As an educator and a Jewish parent, I need to respond to your rather poorly investigated and reported article about the inclusion of “Mein Kampf” as an elective reading on the Galloway School summer reading list (“Galloway Sees Value in Reading ‘Mein Kampf,’” Sept. 1).
In response to a request from some of the Jewish students (who number about a third of the Galloway student population), that reading was included as an elective reading — and conjoined with mentorship by Gordon Mathis, an insightful and inspiring history teacher and past head of the Upper School, as well as the Anti-Defamation League (which was invited to participate by Galloway).
If any of my students or my son had wanted to read “Mein Kampf,” that is exactly the path that I hope good educators would take. I am appalled that ADL and the Georgia Commission on the Holocaust were against inclusion. As we all know, students who are curious about the work and want to read it will find a way, perhaps without good guidance as to the fallacies of the work or its place in history
I know Galloway, and the headline of your article was designed to breed negativity on the part of your readers toward a school that is a wonderful place for Jewish children and young adults as well as their parents. I know Head of School Suzanna Jemsby and Gordon Mathis very well. Their interest as educators, among other things, is to teach students to think critically, and they are superior at developing that skill in young people. I’m sorry that your reporter didn’t take the time to get to know them and understand that their decision was the right thing for Galloway and the young people they are guiding and inspiring every day. As Jemsby said, it was the right choice for the Galloway community, although it might not have been right for other communities.

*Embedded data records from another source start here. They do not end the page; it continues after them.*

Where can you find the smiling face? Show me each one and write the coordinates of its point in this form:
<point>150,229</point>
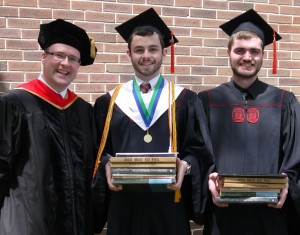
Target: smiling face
<point>246,57</point>
<point>146,54</point>
<point>59,74</point>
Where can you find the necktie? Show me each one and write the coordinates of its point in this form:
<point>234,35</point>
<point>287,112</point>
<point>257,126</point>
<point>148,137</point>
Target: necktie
<point>145,87</point>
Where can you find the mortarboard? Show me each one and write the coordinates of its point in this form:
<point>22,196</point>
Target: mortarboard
<point>152,19</point>
<point>252,21</point>
<point>60,31</point>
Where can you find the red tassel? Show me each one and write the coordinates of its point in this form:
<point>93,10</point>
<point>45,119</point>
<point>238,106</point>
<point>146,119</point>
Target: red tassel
<point>274,71</point>
<point>172,53</point>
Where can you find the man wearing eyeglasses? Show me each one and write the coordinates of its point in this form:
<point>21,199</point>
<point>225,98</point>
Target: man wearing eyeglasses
<point>46,142</point>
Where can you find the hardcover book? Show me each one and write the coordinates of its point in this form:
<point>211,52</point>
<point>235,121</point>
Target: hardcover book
<point>247,200</point>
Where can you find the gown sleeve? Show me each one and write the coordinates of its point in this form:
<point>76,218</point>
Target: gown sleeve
<point>196,148</point>
<point>291,151</point>
<point>11,129</point>
<point>100,190</point>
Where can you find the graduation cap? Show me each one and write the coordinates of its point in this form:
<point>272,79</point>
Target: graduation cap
<point>60,31</point>
<point>149,18</point>
<point>253,22</point>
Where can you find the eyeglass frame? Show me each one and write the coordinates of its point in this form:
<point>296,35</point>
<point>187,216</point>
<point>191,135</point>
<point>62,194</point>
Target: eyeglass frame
<point>60,56</point>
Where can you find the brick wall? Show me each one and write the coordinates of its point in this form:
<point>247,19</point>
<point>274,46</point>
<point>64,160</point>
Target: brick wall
<point>201,59</point>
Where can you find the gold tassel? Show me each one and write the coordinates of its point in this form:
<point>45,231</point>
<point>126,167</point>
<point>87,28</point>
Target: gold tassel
<point>93,48</point>
<point>174,145</point>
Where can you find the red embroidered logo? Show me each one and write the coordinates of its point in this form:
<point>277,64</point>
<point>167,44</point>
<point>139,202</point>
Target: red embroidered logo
<point>252,115</point>
<point>238,115</point>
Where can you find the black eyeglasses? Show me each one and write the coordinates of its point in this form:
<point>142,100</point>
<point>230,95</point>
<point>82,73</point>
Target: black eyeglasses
<point>59,56</point>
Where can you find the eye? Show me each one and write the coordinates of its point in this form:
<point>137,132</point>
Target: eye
<point>73,59</point>
<point>239,51</point>
<point>60,56</point>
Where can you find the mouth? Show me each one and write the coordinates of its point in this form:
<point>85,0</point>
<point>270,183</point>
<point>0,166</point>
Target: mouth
<point>63,72</point>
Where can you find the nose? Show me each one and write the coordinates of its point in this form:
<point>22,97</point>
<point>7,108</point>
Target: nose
<point>247,55</point>
<point>146,54</point>
<point>65,60</point>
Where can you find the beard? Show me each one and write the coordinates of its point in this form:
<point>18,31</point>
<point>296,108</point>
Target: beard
<point>147,72</point>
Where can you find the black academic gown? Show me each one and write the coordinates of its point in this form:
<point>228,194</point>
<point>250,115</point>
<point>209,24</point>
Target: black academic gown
<point>46,162</point>
<point>257,136</point>
<point>155,213</point>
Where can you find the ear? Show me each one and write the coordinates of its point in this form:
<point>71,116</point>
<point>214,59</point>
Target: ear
<point>128,53</point>
<point>43,56</point>
<point>165,51</point>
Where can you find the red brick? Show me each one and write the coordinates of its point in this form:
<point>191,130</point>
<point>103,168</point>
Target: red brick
<point>86,5</point>
<point>23,23</point>
<point>117,7</point>
<point>22,44</point>
<point>10,33</point>
<point>19,3</point>
<point>68,15</point>
<point>24,66</point>
<point>35,13</point>
<point>188,3</point>
<point>8,12</point>
<point>100,16</point>
<point>208,4</point>
<point>104,78</point>
<point>12,76</point>
<point>10,55</point>
<point>55,4</point>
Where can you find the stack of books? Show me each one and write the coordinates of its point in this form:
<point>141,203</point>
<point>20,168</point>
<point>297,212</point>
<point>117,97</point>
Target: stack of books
<point>253,189</point>
<point>144,168</point>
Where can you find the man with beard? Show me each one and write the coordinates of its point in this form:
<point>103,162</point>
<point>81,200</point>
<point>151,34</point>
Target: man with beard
<point>171,109</point>
<point>254,130</point>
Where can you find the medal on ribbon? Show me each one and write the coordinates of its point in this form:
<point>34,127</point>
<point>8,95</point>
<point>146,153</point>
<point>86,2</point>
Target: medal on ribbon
<point>148,113</point>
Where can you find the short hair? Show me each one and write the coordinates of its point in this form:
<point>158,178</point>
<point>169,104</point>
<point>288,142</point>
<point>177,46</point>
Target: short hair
<point>243,35</point>
<point>143,31</point>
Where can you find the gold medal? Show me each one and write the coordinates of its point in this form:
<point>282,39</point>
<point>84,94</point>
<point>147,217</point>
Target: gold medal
<point>147,137</point>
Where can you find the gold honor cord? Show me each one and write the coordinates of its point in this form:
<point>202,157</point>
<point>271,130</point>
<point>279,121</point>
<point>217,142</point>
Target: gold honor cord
<point>106,128</point>
<point>174,145</point>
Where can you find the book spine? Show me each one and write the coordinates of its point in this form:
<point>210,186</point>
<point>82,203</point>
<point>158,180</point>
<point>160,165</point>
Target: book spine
<point>137,176</point>
<point>143,165</point>
<point>167,154</point>
<point>253,180</point>
<point>142,159</point>
<point>242,200</point>
<point>249,194</point>
<point>253,185</point>
<point>153,171</point>
<point>144,181</point>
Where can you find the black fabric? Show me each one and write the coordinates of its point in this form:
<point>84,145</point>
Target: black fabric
<point>49,159</point>
<point>269,145</point>
<point>156,213</point>
<point>253,22</point>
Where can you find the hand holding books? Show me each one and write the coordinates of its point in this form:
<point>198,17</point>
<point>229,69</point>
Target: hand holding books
<point>252,189</point>
<point>153,171</point>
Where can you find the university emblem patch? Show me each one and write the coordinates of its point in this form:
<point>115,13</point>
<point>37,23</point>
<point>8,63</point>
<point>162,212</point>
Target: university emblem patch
<point>238,115</point>
<point>252,115</point>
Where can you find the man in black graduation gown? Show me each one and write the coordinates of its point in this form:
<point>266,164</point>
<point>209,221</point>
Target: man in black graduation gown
<point>46,142</point>
<point>146,212</point>
<point>255,129</point>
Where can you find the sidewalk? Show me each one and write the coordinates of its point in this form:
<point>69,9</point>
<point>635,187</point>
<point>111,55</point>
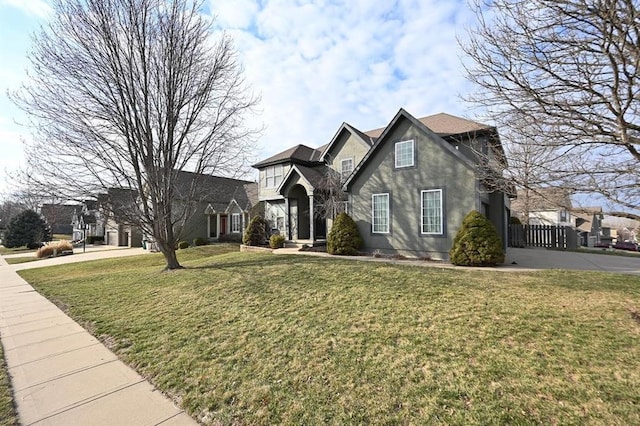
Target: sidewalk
<point>61,375</point>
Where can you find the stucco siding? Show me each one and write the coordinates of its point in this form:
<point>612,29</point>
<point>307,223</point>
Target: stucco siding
<point>265,193</point>
<point>347,146</point>
<point>435,167</point>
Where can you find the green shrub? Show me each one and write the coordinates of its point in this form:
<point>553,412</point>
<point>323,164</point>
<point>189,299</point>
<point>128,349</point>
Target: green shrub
<point>256,232</point>
<point>25,228</point>
<point>344,237</point>
<point>93,239</point>
<point>199,241</point>
<point>477,243</point>
<point>276,241</point>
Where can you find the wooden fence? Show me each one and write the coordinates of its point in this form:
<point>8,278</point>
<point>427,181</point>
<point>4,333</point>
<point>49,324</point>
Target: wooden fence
<point>542,236</point>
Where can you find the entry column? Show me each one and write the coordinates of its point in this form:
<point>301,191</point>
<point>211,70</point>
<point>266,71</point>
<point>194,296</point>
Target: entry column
<point>311,233</point>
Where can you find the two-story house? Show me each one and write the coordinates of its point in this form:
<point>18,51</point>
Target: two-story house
<point>408,185</point>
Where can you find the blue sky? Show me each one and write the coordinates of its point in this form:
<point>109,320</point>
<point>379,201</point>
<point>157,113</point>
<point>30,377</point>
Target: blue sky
<point>315,64</point>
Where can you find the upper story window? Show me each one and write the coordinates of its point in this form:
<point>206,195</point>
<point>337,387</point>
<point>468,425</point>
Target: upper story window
<point>432,211</point>
<point>405,154</point>
<point>380,213</point>
<point>273,176</point>
<point>346,167</point>
<point>564,215</point>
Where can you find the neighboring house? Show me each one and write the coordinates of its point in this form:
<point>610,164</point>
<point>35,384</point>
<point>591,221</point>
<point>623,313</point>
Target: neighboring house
<point>87,221</point>
<point>59,217</point>
<point>409,185</point>
<point>589,224</point>
<point>544,206</point>
<point>223,206</point>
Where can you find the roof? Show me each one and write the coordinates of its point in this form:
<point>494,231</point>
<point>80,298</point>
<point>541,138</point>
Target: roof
<point>218,190</point>
<point>381,139</point>
<point>299,153</point>
<point>443,124</point>
<point>58,213</point>
<point>313,175</point>
<point>542,199</point>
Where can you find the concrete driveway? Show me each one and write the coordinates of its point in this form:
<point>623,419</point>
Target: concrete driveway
<point>540,258</point>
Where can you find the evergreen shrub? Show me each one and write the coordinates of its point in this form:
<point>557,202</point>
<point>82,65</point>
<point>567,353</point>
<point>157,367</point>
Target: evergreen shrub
<point>256,232</point>
<point>276,241</point>
<point>25,228</point>
<point>344,237</point>
<point>477,243</point>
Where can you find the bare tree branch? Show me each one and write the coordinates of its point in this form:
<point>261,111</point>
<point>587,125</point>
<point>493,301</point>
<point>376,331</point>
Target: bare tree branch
<point>127,93</point>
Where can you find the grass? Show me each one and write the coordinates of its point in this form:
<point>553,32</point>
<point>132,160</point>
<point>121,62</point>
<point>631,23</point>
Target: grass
<point>252,338</point>
<point>8,415</point>
<point>16,260</point>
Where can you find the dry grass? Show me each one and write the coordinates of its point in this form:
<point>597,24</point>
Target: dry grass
<point>248,338</point>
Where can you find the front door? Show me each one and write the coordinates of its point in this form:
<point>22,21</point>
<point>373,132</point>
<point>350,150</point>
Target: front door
<point>223,225</point>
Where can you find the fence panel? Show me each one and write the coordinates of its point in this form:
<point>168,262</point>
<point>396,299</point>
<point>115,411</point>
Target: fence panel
<point>542,236</point>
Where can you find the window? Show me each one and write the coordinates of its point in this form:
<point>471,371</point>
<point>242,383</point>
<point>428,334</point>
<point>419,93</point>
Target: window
<point>404,154</point>
<point>273,176</point>
<point>380,214</point>
<point>564,216</point>
<point>235,222</point>
<point>346,167</point>
<point>432,211</point>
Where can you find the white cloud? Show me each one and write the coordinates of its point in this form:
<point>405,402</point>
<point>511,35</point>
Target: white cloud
<point>38,8</point>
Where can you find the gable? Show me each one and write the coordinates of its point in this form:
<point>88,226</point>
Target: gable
<point>405,127</point>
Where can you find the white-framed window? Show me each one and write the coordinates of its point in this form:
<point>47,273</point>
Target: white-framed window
<point>564,216</point>
<point>431,211</point>
<point>380,213</point>
<point>235,222</point>
<point>273,176</point>
<point>346,167</point>
<point>404,154</point>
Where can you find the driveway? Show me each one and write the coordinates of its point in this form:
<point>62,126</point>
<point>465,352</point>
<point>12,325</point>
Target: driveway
<point>78,256</point>
<point>540,258</point>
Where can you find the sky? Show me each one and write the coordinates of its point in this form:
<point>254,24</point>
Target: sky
<point>315,64</point>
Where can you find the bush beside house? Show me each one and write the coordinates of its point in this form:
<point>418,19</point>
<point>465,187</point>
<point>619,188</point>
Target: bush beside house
<point>477,243</point>
<point>344,237</point>
<point>256,232</point>
<point>26,228</point>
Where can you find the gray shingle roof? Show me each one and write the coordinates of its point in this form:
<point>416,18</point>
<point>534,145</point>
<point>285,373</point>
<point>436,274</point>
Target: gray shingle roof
<point>298,153</point>
<point>442,124</point>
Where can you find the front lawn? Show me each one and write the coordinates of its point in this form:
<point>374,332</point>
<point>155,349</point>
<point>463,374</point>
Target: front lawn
<point>8,415</point>
<point>251,338</point>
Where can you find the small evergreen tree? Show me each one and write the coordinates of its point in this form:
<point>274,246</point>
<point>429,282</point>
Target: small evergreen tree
<point>477,243</point>
<point>26,228</point>
<point>256,232</point>
<point>344,237</point>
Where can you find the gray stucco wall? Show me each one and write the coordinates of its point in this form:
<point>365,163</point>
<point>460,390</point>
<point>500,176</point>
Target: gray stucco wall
<point>346,146</point>
<point>436,167</point>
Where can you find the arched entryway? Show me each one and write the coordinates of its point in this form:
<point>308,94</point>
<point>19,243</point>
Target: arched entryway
<point>299,213</point>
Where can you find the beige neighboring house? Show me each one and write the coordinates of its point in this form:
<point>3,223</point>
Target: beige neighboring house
<point>544,206</point>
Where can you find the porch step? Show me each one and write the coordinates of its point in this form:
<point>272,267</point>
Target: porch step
<point>300,243</point>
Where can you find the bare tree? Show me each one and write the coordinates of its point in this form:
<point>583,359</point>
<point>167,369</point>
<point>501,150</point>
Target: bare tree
<point>562,76</point>
<point>128,93</point>
<point>330,194</point>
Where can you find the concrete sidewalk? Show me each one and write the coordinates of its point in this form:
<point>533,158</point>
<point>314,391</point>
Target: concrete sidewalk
<point>61,375</point>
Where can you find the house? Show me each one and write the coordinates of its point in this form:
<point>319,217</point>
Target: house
<point>407,185</point>
<point>59,217</point>
<point>223,206</point>
<point>87,221</point>
<point>544,206</point>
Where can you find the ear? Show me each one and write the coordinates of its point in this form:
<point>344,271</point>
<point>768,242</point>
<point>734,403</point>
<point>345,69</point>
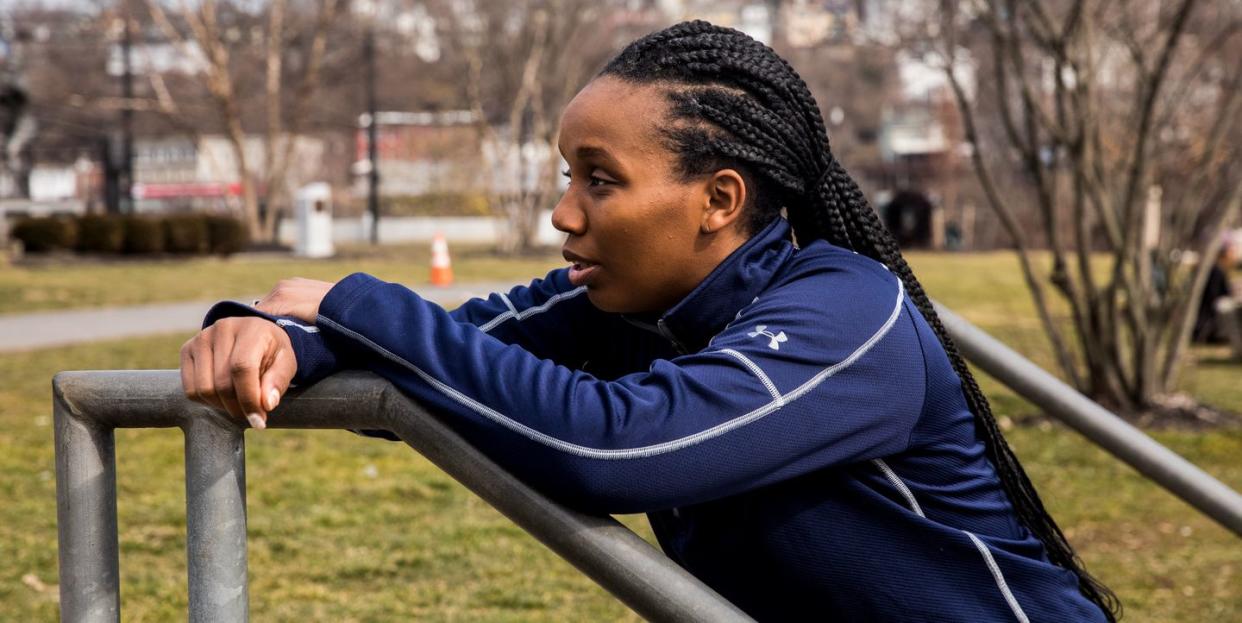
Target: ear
<point>724,197</point>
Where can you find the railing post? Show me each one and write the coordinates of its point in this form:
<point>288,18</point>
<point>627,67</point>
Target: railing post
<point>86,518</point>
<point>215,520</point>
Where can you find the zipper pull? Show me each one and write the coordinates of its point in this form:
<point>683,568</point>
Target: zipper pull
<point>668,335</point>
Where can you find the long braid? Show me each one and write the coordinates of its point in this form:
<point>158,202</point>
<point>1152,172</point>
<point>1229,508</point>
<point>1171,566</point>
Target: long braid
<point>734,102</point>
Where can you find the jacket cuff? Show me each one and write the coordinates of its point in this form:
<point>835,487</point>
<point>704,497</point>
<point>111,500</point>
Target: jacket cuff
<point>316,359</point>
<point>345,293</point>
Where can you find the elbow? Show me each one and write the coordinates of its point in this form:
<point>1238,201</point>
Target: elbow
<point>604,488</point>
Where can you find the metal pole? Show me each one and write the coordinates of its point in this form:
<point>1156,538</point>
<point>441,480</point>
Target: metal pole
<point>616,559</point>
<point>127,117</point>
<point>86,516</point>
<point>1101,426</point>
<point>215,521</point>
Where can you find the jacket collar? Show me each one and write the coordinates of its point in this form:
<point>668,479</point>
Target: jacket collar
<point>732,286</point>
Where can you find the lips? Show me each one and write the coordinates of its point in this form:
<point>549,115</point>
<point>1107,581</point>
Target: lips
<point>581,271</point>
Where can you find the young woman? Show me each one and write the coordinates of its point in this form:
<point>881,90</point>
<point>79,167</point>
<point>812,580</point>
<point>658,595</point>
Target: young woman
<point>776,394</point>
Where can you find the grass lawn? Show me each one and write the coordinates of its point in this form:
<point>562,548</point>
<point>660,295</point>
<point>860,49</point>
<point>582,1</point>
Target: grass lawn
<point>352,529</point>
<point>39,286</point>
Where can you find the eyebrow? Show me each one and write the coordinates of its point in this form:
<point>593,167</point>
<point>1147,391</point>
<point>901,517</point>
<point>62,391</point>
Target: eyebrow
<point>586,152</point>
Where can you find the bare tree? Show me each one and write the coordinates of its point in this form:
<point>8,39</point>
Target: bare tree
<point>524,62</point>
<point>200,27</point>
<point>1122,118</point>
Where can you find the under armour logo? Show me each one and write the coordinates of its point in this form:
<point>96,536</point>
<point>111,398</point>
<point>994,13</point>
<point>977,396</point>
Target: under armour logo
<point>775,339</point>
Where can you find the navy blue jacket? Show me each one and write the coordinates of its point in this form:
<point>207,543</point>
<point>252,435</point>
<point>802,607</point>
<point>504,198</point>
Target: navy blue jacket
<point>793,428</point>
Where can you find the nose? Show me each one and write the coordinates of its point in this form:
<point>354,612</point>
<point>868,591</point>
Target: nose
<point>568,216</point>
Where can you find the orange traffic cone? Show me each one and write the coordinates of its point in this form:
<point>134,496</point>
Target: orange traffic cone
<point>441,267</point>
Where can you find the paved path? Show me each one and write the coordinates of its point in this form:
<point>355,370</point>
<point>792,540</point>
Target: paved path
<point>26,331</point>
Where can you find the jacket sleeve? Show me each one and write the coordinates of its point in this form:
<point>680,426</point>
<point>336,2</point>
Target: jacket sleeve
<point>316,359</point>
<point>843,384</point>
<point>540,317</point>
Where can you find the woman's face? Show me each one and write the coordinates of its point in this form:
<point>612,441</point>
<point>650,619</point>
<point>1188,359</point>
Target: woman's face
<point>636,231</point>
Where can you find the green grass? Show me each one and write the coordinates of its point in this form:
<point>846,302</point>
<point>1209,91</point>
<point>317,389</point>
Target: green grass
<point>45,286</point>
<point>352,529</point>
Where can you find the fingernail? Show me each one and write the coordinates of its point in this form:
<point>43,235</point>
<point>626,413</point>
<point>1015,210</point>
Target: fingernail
<point>256,421</point>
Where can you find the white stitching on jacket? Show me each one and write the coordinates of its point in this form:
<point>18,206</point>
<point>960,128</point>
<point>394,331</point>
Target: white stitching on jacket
<point>286,322</point>
<point>645,451</point>
<point>1000,578</point>
<point>754,367</point>
<point>529,312</point>
<point>901,487</point>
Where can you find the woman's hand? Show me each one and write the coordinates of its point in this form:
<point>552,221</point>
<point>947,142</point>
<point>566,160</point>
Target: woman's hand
<point>241,365</point>
<point>297,297</point>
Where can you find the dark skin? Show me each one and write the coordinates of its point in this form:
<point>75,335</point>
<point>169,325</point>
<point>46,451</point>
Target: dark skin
<point>640,238</point>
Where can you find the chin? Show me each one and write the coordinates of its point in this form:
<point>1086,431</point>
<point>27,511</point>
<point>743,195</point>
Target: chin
<point>609,302</point>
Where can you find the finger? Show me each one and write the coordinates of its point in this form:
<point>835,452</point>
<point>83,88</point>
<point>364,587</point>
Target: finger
<point>221,371</point>
<point>278,374</point>
<point>204,382</point>
<point>246,364</point>
<point>188,369</point>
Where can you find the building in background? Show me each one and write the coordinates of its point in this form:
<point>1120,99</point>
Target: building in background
<point>200,173</point>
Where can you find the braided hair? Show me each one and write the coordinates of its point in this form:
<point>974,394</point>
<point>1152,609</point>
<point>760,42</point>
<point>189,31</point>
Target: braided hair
<point>735,103</point>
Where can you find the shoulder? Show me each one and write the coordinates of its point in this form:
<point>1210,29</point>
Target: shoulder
<point>829,300</point>
<point>837,282</point>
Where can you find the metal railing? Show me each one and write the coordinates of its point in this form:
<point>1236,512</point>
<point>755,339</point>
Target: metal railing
<point>90,406</point>
<point>1103,427</point>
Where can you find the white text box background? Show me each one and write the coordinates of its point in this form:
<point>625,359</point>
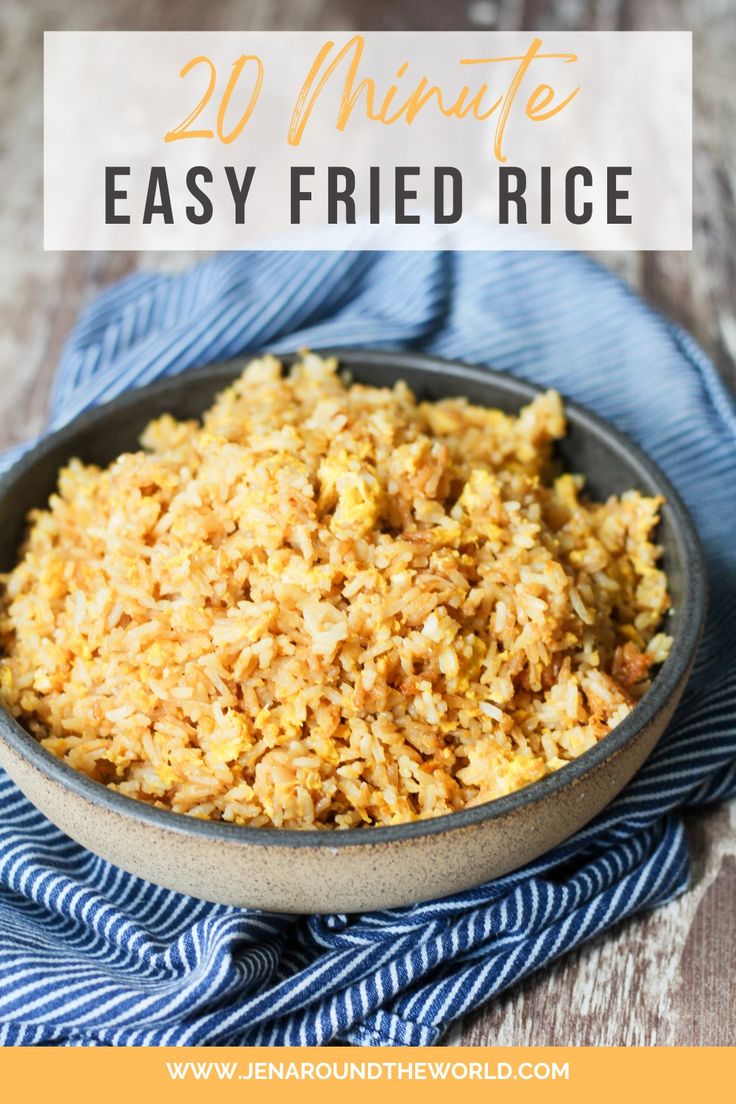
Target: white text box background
<point>110,97</point>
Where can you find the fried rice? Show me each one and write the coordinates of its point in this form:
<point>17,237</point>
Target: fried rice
<point>331,605</point>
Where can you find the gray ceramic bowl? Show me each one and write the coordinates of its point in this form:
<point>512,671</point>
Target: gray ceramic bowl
<point>361,869</point>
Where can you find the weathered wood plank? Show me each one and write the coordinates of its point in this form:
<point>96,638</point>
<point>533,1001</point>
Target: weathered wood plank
<point>669,977</point>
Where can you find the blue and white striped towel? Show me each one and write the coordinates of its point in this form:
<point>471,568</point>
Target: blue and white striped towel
<point>89,955</point>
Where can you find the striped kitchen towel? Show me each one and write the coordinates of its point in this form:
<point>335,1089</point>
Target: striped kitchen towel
<point>91,955</point>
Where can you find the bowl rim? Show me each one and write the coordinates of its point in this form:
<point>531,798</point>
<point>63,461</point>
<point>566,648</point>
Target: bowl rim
<point>668,679</point>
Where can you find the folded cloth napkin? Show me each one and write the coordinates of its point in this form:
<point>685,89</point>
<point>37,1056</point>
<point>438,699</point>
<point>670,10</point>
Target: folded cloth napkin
<point>91,955</point>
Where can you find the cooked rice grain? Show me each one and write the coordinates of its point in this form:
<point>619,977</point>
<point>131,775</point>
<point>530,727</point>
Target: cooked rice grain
<point>330,605</point>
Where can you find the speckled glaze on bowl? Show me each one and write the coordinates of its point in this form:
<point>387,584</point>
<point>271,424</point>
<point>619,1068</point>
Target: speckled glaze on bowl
<point>374,868</point>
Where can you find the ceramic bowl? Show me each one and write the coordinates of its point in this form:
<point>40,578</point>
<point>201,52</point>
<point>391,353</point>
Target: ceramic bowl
<point>372,868</point>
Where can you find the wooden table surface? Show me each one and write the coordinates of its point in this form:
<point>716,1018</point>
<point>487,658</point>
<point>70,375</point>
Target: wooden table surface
<point>663,978</point>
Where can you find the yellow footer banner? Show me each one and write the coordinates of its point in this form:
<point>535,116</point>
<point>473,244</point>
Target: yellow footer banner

Lastly, I am sad that ADL concluded that “the choice of ‘Mein Kampf’ was made without an awareness of the academic and pedagogical guidelines for teaching about the Holocaust.” That is an insult to educators they do not know and to the Jewish families who have placed their faith in Jemsby and the Galloway staff.
— Sandy Ferko, Atlanta
Irma and Obamacare
Our delegates to Congress seem to have no trouble opening their hearts and our national treasury to rebuild the infrastructures devastated by Irma and her cyclonic siblings. Yet at least half of them, including our own Georgians, close their hearts and our purse to our most precious resource, our citizens.
Do they care how their fellow Americans now suffer and will chronically suffer from the toxins, bacteria, molds, viruses and cancers before Irma, as a result of Irma and long after Irma becomes a meteorological footnote?
I doubt our anti-Obamacare politicians stay up at night worrying about their own health insurance coverage and affordability. In the meantime, they don’t seem to worry about leaving millions, figuratively and literally, to hang out to dry.